These 10 Truly Bizarre Beliefs From History Will Keep You Laughing All Night

These 10 Truly Bizarre Beliefs From History Will Keep You Laughing All Night

Khalid Elhassan - March 2, 2018

From the belief that joining the workforce and getting a job would dry out a woman’s uterus, to the conviction that cats were the familiars of Satan, plenty of people had plenty of strange, bizarre, and macabre beliefs throughout history. Many of these weird notions predated the Enlightenment and the Age of Reason, but quite a few existed well into the Modern Era. For that matter, there are no shortages of bizarre beliefs even today, in the twenty-first century.

Some of these odd beliefs were contradictory, but the contradictions did not stop them from being held, and fervently believed in, by the same people. Take the aforementioned belief that women were too delicate for work and that gainful employment would dry out a woman’s uterus. That belief was widespread amongst 18th and 19th-century British upper classes. Yet, those same British upper classes also knew that women routinely worked 16 hour days in coal mines, or toiled for long hours in the hellish factories and workshops of the Industrial Revolution. Perhaps their belief in female delicacy was limited to rich women, whom they viewed as a separate species from working-class females.

These 10 Truly Bizarre Beliefs From History Will Keep You Laughing All Night
Depiction of a 1907 struggle with a lunatic in a train, illustrating a contemporary belief that train rides could cause insanity. Atlas Obscura

Following are ten bizarre beliefs that were widespread at one time or another in history.

These 10 Truly Bizarre Beliefs From History Will Keep You Laughing All Night
A doctor blowing smoke up a patient’s ass. All That is Interesting

Blowing Smoke Up the Ass, and the Healing Properties of Tobacco

The harmful effects of tobacco are well known and understood nowadays in most of the world. However, there was a time in history when not only were tobacco’s ills unknown, but tobacco was actually considered healthy and good for you. Centuries ago, tobacco was lauded as a cure for many ailments, not only by quacks and charlatans, but also by respected members of the mainstream medical establishment.

Tobacco was introduced to Europe by the Spanish, circa 1528. From early on, it was described as a “sacred herb” because of its supposed medicinal properties, as claimed by various Native Americans.

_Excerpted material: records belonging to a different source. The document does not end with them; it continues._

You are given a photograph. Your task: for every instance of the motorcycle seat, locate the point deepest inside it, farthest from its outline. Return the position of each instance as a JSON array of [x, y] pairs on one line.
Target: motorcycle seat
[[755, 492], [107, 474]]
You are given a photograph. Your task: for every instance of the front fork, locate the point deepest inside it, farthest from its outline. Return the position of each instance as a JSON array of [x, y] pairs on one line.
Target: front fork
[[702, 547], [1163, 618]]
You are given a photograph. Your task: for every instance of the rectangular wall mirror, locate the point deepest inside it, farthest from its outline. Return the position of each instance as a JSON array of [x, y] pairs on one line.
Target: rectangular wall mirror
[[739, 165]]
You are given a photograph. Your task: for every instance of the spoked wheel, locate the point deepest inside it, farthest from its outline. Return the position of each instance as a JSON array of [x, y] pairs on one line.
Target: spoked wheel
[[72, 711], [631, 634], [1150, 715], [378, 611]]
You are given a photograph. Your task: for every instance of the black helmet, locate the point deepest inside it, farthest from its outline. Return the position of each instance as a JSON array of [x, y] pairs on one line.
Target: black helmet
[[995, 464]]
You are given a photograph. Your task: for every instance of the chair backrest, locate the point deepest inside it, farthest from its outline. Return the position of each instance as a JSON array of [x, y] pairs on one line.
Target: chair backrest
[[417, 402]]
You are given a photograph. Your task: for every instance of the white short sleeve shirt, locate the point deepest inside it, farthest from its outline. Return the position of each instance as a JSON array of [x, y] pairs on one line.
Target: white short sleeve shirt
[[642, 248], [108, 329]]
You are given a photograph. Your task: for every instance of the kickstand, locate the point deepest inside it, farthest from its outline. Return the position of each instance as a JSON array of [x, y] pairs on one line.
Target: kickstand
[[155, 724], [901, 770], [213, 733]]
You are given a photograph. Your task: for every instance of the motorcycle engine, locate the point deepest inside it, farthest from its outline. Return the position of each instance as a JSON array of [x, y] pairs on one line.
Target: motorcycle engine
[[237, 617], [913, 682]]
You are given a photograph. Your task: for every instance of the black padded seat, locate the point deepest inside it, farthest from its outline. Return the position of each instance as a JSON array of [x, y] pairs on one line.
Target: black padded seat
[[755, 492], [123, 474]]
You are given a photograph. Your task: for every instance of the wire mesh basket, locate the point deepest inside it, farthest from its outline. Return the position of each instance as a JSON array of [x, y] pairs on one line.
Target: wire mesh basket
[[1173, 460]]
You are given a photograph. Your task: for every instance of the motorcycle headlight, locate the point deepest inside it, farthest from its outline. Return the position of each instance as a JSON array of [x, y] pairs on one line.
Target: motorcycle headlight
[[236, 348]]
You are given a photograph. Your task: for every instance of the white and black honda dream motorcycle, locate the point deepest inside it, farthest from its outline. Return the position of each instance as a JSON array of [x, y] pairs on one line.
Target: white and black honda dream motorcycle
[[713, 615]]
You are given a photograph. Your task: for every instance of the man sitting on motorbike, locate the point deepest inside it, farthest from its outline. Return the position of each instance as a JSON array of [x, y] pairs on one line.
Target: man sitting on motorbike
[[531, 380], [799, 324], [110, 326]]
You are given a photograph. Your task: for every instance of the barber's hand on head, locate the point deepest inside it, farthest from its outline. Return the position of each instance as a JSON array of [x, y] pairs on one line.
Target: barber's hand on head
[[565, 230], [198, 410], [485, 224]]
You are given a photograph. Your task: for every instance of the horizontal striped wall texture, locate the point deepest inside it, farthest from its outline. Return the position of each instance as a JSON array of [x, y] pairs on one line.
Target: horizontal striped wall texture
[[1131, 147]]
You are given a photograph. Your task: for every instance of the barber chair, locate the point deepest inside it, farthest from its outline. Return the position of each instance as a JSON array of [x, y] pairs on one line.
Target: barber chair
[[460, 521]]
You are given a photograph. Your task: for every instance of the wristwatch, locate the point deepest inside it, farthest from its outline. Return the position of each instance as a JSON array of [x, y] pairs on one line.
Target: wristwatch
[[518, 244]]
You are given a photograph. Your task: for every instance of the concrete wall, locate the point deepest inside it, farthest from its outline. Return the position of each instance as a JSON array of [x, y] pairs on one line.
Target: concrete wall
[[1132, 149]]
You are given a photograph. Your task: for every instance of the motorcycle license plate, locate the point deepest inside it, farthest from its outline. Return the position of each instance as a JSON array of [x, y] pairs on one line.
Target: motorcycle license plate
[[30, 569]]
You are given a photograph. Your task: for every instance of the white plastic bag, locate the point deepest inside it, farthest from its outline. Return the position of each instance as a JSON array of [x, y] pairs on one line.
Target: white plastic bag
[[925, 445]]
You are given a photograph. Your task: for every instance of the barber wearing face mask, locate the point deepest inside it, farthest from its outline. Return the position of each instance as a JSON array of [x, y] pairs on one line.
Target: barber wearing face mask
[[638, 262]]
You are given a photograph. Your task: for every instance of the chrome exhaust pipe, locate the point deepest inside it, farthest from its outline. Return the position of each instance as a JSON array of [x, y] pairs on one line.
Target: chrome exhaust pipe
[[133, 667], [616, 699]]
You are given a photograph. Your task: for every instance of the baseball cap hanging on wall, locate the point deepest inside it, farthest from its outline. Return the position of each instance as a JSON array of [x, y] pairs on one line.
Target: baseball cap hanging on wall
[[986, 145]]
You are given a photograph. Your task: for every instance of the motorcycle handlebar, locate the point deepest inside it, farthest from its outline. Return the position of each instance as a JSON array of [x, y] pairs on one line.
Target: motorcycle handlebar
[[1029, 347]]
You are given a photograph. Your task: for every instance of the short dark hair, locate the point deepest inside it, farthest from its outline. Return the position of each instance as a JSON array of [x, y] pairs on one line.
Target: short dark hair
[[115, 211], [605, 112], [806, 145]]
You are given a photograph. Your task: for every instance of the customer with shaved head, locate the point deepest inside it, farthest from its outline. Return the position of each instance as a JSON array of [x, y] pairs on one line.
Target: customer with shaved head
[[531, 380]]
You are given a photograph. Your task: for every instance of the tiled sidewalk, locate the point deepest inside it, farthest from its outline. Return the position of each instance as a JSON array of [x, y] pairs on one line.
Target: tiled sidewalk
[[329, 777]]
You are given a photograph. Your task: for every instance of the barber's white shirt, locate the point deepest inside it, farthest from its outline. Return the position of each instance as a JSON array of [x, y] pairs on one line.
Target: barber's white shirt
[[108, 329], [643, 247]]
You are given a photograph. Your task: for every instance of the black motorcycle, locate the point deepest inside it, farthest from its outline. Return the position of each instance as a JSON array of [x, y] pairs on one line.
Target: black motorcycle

Before long, European medical practitioners were treating the newly introduced plant as a miracle cure for sundry ailments, from headaches and colds to cancer.

Today, when somebody scoffs at another that “you’re just blowing smoke up my ass“, it is a figure of speech to mean that he is insincerely complementing the scoffer, telling him what he thinks he wants to hear. However, centuries ago, blowing smoke up the ass was meant literally, to describe a medical procedure in which a tube or rubber hose was inserted in a person’s rectum, through which tobacco smoke would be blown.

In the 1700s, doctors routinely used tobacco smoke enemas, in the mistaken belief that they had healing properties. Blowing smoke up the ass was thought to be particularly useful in reviving drowning victims. The nicotine in the tobacco was thought to make the heart beat faster, thus stimulating respiration, while smoke from the burning tobacco was thought to warm the drowning victim from the inside. It made intuitive sense: the drowned person was full of water, so blowing air, in the form of tobacco smoke which was full of healing properties, would expel the water.

Hiccup was that the water was in the person’s lungs, which are not connected to his or her ass. Thus, blowing air up the drowning victims’ butts and into their bowels would do little to expel water from their lungs. Although some doctors preferred sticking the tube directly into the lungs through the mouth or nose, most preferred to shove it up the patient’s butt, instead.

Although medically useless, belief in the efficacy of tobacco smoke enemas in reviving drowning victims, or even those presumed dead, was widespread. So widespread, that medical kits for blowing smoke up the ass were found at routine intervals along major waterways, such as the River Thames. There they waited, like modern defibrillators, ready for use to revive the drowned and bring the (presumed) dead back to life.

Blowing smoke up the ass was eventually used to not only revive the drowned, but to also treat colds, headaches, hernias, abdominal cramps, and even heart attack victims. Tobacco smoke enemas were also used on typhoid fever victims, and those dying of cholera. While the treatment was useless for the patient, it could be quite dangerous for the medical practitioner, particularly if he was blowing the smoke with his mouth instead of using a bellows. Should the doctor inhale instead of exhale, or if gases in the patient’s bowels escaped (i.e.; if the patient farted) fecal particles could get blown back into the doctor’s mouth or inhaled into his lungs. Such a mishap, particularly when treating a cholera patient, could prove fatal for the doctor.